I can't say for sure, but given that

template<class T>
const T& Min(const &T a, const T& b)
{
    return a < b ? a : b;
}

..is basically replaced with (lets say for T = bool):

const bool & Min(const bool & a, const bool & b)
{
    return a < b ? a : b;
}

I would say it is a fair assumption that the compiler would pass the bool in the most efficient way possible. I.E, just because we're using & doesn't mean that it has to be passed by reference.

Another couple of ideas: When a function is called, arguments are either pushed onto the stack, or they're passed via a register. The only way that

bool Min(bool a, bool b)
{
    return a < b ? a : b;
}

would be "better"/"faster" than

const bool & Min(const bool & a, const bool & b)
{
    return a < b ? a : b;
}

is if passing a bool was faster than passing a const bool & (Ignoring dereferencing at the start of the function). I can't see this being true, since unless its being pushed onto the stack (depends on your calling convention), registers are all at least the size of a pointer on the host architecture. (I.E, rax is 64-bit, eax is 32-bit)

Further, I presume it would be easier for the compiler to inline, since (just from the function signature) we can be guaranteed that the function never locally modifies the values of a and b, and thus needs no space for them.

For user defined types, there are two cases.

The type fits in a register, and we can treat it just like a basic type.
The type does not fit in a register and must be passed by reference (if we use const & T) or as a copy (if we use just T). Since copying a class invokes class constructors, const & T will probably be faster in every case.

But, I'm really just speculating here. To check if there is a difference in bool vs const bool &, the best way would be to check for your specific compiler by outputting assembly and seeing if there is any difference.

HTH.

Question 2

I have seen g++ do this automatically when optimising: it can generate a version of Min taking arguments by value when it can tell that this is more efficient and wouldn't violate the as if rule (which I think basically means small types with trivial copy constructors).

I have no idea what the name of this optimisation is or whether other compilers implement it however.

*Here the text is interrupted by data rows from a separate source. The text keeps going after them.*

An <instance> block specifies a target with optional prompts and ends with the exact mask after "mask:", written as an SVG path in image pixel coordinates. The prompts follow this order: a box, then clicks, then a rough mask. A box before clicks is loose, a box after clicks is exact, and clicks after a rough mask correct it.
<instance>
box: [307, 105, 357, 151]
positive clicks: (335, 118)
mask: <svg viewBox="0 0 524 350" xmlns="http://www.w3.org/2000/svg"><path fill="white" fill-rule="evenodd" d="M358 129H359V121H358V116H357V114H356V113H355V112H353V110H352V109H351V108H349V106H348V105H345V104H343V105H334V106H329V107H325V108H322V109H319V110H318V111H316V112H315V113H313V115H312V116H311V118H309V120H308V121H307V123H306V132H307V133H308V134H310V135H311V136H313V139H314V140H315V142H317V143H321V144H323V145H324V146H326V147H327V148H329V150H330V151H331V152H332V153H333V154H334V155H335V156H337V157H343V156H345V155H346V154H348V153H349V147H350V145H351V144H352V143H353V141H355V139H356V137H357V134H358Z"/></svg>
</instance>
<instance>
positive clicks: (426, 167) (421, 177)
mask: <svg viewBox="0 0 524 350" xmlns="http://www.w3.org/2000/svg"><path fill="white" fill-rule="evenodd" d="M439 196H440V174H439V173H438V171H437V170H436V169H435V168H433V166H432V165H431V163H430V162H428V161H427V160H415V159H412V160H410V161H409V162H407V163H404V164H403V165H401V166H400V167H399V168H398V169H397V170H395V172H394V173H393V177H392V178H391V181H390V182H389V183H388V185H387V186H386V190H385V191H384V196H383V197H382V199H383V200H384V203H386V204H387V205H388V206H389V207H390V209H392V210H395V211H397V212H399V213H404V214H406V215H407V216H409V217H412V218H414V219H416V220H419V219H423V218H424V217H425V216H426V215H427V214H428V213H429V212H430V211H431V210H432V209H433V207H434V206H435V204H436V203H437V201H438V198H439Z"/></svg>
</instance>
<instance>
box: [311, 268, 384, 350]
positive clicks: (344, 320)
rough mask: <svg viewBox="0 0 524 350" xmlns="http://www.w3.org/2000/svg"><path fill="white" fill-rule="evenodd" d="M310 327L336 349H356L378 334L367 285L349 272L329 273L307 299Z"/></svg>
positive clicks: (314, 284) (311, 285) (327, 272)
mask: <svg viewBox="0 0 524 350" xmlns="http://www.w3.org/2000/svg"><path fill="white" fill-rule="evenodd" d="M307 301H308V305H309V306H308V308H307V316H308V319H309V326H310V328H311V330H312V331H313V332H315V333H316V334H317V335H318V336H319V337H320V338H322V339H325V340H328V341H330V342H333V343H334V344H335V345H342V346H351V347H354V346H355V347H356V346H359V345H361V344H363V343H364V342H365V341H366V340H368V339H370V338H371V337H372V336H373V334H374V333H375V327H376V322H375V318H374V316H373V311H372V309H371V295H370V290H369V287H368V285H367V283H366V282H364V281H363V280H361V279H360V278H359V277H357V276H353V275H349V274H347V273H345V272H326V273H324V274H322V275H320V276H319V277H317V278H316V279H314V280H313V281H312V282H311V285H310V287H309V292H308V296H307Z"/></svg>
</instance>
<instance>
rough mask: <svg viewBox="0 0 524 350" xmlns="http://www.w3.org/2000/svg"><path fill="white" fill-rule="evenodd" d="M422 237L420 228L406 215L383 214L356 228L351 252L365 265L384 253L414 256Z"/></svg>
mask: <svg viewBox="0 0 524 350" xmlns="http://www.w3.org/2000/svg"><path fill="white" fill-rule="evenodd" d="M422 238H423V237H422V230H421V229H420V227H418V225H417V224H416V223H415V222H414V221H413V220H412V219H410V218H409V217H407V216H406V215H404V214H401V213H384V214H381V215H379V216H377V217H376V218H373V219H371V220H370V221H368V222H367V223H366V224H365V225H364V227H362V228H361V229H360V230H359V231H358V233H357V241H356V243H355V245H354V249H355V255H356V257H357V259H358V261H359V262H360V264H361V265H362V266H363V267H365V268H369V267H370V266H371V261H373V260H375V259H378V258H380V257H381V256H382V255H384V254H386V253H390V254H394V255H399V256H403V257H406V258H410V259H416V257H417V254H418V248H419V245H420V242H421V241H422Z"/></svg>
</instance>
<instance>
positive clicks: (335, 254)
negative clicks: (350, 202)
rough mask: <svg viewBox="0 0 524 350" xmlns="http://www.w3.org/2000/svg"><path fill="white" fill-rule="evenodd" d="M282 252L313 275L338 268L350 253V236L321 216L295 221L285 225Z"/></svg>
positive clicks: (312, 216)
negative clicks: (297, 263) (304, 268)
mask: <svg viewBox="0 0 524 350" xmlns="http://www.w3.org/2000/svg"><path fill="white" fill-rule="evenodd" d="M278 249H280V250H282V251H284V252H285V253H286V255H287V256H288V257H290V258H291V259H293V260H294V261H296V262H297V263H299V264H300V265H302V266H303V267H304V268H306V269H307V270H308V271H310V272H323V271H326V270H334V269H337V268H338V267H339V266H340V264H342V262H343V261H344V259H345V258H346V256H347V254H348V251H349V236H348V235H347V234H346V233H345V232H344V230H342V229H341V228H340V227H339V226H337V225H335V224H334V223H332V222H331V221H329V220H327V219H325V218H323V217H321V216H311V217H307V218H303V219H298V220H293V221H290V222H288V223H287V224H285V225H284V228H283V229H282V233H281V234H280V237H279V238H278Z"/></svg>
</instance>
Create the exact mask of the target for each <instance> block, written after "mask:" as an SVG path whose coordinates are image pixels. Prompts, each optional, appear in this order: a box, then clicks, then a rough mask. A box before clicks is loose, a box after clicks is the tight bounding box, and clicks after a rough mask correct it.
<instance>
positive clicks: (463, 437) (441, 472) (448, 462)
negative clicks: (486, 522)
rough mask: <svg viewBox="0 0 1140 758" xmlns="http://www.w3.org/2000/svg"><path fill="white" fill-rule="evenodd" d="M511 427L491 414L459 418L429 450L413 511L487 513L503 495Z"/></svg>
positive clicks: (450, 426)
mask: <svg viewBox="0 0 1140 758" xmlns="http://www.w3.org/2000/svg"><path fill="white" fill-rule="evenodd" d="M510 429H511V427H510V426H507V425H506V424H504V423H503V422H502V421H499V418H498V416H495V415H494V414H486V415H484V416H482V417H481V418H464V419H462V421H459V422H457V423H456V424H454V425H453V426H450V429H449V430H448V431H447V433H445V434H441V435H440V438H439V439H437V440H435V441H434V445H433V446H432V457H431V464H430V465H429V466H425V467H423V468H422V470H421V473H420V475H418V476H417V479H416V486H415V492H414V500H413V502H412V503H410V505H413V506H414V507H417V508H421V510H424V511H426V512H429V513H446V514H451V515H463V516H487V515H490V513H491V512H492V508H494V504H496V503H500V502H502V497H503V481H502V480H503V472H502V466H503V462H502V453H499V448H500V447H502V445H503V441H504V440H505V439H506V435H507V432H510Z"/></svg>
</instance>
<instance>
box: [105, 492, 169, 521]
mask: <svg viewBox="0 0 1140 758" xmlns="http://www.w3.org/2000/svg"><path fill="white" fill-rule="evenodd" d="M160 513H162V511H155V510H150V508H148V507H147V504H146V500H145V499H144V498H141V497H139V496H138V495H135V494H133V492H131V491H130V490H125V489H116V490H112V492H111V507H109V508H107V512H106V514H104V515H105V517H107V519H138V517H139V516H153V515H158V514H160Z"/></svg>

As an aside, I wonder if you can get the best of both worlds in C++11:

template <typename T, typename U>
constexpr auto Min(T&& l, U&& r) -> decltype(l < r ? l : r)
{
    return l < r ? l : r;
}

If my understanding of "universal references" is correct, this should never be less efficient than using lvalue references as in your example, and possibly more efficient if l or r are rvalues (such as integer literals). As an added bonus, you get to compare things of different types where this makes sense (int vs long or what-have-you).